Invited to give labor's view of outsourcing to a World Bank conference, CWA Executive Vice President Larry Cohen said the cycle of contracting out services to the cheapest labor markets is bad for workers, for consumers and for economic growth, leading "to a relentless global race to the bottom."

Cohen, president of UNI Telecom, the telecommunications branch of Union Network International, was asked to represent the organization at the June conference in Washington, D.C. UNI encompasses more than 900 unions with 15 million members in 150 countries.

Thanking the organization for giving workers a forum, he said, "We believe quite passionately, as I'm sure no one will be surprised, that if workers don't participate, the consequences are disastrous. This debate should not be about outcomes simply of income or even health care, as important as those are, but about whose world is it, who participates in decision-making."

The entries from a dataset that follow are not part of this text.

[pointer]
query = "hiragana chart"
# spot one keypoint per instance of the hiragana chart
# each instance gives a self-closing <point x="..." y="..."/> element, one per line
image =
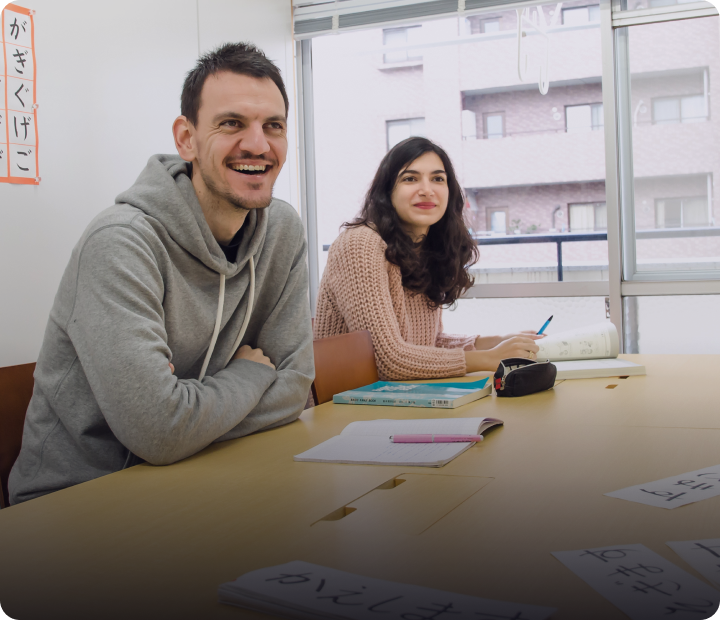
<point x="18" y="105"/>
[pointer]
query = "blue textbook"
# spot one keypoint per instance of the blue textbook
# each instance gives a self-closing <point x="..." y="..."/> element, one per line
<point x="396" y="394"/>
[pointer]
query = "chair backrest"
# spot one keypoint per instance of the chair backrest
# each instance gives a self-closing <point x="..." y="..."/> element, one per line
<point x="343" y="362"/>
<point x="16" y="386"/>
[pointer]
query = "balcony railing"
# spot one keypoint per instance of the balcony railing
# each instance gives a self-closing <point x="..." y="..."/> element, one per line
<point x="560" y="238"/>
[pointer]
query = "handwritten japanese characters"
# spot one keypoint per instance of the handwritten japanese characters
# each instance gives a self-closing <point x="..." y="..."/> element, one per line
<point x="675" y="491"/>
<point x="641" y="583"/>
<point x="702" y="555"/>
<point x="300" y="589"/>
<point x="18" y="109"/>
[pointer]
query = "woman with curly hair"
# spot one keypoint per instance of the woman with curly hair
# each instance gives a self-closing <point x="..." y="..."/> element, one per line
<point x="399" y="262"/>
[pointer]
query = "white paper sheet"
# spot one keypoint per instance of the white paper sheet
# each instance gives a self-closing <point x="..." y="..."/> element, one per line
<point x="381" y="451"/>
<point x="587" y="369"/>
<point x="589" y="342"/>
<point x="702" y="555"/>
<point x="385" y="428"/>
<point x="321" y="592"/>
<point x="676" y="491"/>
<point x="641" y="583"/>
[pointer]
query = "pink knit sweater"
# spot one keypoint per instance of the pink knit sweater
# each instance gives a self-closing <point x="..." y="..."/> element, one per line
<point x="360" y="289"/>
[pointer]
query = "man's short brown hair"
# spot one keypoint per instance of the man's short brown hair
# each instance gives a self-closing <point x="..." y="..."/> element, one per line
<point x="241" y="58"/>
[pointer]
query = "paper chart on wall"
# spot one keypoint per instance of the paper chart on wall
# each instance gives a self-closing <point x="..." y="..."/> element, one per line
<point x="589" y="342"/>
<point x="18" y="104"/>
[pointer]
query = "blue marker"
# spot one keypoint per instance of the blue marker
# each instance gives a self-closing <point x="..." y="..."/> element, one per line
<point x="542" y="329"/>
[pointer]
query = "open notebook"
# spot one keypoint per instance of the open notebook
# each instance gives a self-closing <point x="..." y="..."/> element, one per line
<point x="368" y="443"/>
<point x="587" y="352"/>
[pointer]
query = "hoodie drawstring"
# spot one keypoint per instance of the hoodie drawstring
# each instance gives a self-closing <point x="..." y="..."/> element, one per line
<point x="218" y="320"/>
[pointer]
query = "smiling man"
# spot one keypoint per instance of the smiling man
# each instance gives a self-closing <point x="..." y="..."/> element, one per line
<point x="182" y="317"/>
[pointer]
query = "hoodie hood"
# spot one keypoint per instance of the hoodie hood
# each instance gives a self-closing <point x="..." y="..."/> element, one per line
<point x="164" y="192"/>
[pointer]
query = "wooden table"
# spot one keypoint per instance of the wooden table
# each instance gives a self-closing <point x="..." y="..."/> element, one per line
<point x="155" y="542"/>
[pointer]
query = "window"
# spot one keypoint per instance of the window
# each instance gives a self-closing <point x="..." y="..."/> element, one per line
<point x="397" y="131"/>
<point x="581" y="15"/>
<point x="477" y="25"/>
<point x="497" y="220"/>
<point x="583" y="117"/>
<point x="671" y="110"/>
<point x="681" y="212"/>
<point x="398" y="37"/>
<point x="656" y="3"/>
<point x="494" y="125"/>
<point x="588" y="217"/>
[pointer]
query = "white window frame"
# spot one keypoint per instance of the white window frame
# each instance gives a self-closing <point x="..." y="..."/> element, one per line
<point x="624" y="280"/>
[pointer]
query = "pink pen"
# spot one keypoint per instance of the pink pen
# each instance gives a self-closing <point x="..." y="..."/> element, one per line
<point x="434" y="438"/>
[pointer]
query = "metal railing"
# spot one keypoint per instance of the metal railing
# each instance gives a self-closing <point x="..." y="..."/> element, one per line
<point x="560" y="238"/>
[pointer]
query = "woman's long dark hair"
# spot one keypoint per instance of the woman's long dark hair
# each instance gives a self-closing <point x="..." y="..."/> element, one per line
<point x="436" y="266"/>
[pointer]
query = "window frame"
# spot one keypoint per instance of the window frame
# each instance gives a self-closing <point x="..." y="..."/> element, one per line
<point x="486" y="134"/>
<point x="488" y="219"/>
<point x="624" y="281"/>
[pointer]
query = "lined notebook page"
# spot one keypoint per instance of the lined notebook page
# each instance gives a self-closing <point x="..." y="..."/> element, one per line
<point x="443" y="426"/>
<point x="381" y="451"/>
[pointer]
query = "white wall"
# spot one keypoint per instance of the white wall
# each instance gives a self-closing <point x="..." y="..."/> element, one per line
<point x="109" y="77"/>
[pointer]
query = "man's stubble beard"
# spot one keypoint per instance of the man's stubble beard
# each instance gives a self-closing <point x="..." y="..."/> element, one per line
<point x="236" y="201"/>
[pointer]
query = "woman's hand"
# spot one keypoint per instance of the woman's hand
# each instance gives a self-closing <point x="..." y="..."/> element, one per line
<point x="485" y="343"/>
<point x="516" y="346"/>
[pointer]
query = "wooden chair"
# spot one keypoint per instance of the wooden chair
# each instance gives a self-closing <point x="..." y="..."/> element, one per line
<point x="342" y="363"/>
<point x="16" y="387"/>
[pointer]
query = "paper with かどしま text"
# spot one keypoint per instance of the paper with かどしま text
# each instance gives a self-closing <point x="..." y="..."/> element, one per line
<point x="304" y="590"/>
<point x="641" y="583"/>
<point x="702" y="555"/>
<point x="18" y="107"/>
<point x="676" y="491"/>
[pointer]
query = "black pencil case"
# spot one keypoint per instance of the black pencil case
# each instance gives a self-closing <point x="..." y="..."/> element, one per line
<point x="518" y="376"/>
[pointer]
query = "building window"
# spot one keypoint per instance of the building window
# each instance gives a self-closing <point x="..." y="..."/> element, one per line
<point x="581" y="15"/>
<point x="497" y="220"/>
<point x="493" y="125"/>
<point x="588" y="217"/>
<point x="478" y="25"/>
<point x="671" y="110"/>
<point x="399" y="130"/>
<point x="656" y="3"/>
<point x="588" y="117"/>
<point x="398" y="37"/>
<point x="681" y="212"/>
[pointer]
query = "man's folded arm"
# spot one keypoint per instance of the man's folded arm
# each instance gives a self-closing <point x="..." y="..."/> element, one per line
<point x="286" y="338"/>
<point x="118" y="331"/>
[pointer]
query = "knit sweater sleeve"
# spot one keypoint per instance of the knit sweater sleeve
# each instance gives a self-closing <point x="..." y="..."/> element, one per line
<point x="357" y="273"/>
<point x="454" y="341"/>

He explained that UNI and CWA focus more on "outsourcing" than on "offshoring" - understanding that it's a problem whether the work is sent down the block to low-wage workers or across the ocean where pay is even lower.

"From our point of view, the location of the outsourced work is not the issue," he said. "Rather, we are concerned about the forces that are driving companies to shed core business functions, to contract out work to the lowest cost bidder, and to sever the relationship between the worker and the employer."

He said it's not an issue of American workers "versus workers somewhere else. It's not about championing our development and depressing somebody else's." Rather, he said it's about good, sustainable jobs worldwide that respect workers' rights and give employees a sense of pride in the products they make or services they provide.

To make his point, he told stories of workers he's met around the world. He spoke of call center workers at an outsourcing firm in Mexico City "having no breaks, working for incredibly low pay" and persevering in their fight for collective bargaining despite the company's and the government's opposition. He told of customer service representatives in Korea who learned their jobs were going to be outsourced, a group of women so committed to saving the jobs that they shaved their heads as a form of solidarity.

He told of a New Zealand company that outsourced all its telecom jobs over three years, blinded by the potential profit. But it wasn't just workers who suffered. "Today, 10 years later, rural areas now pay more than in urban areas for telecom services," Cohen said. "There's virtually no delivery of high-speed Internet in rural areas."

In the United States, and for CWA, Cohen said the "first moment of extreme pain with these stories was Christmas of 1986," involving 500 MCI workers in Southfield, Mich., organized in the customer service center, most of them African-Americans.

"They were told one day, 'Tomorrow you'll go to five different hotels.' Seemingly for education. When they got to the hotels, they were told that 'Yesterday was your last day of work, we've contracted out the work, we moved it to Iowa, and you have 15 minutes to make an appointment to clean out your desk.'

"These stories - and they go on and on and on - are everywhere," Cohen said. "And the question really is, when work is outsourced, what is the accountability, what is the responsibility of the service provider, what is our responsibility as folks interested in development and sustainability, and where are the human rights that those workers need to change their own world?"

He stressed to his business audience that it's about service as much as jobs, that "hollowing out" the core functions of a business has consequences. Quoting a business leader, Sidney Harmon, Cohen said, "what he said was, it makes no sense to outsource core functions because you lose, as he put it, 'the love, the creativity, the commitment to the product, and at the end of the day you really have nothing left.'

"I think that, for us, from the employee point of view, it isn't just about the wages or the health care," he said. "It's about the work that we do every day, and our connection to that work."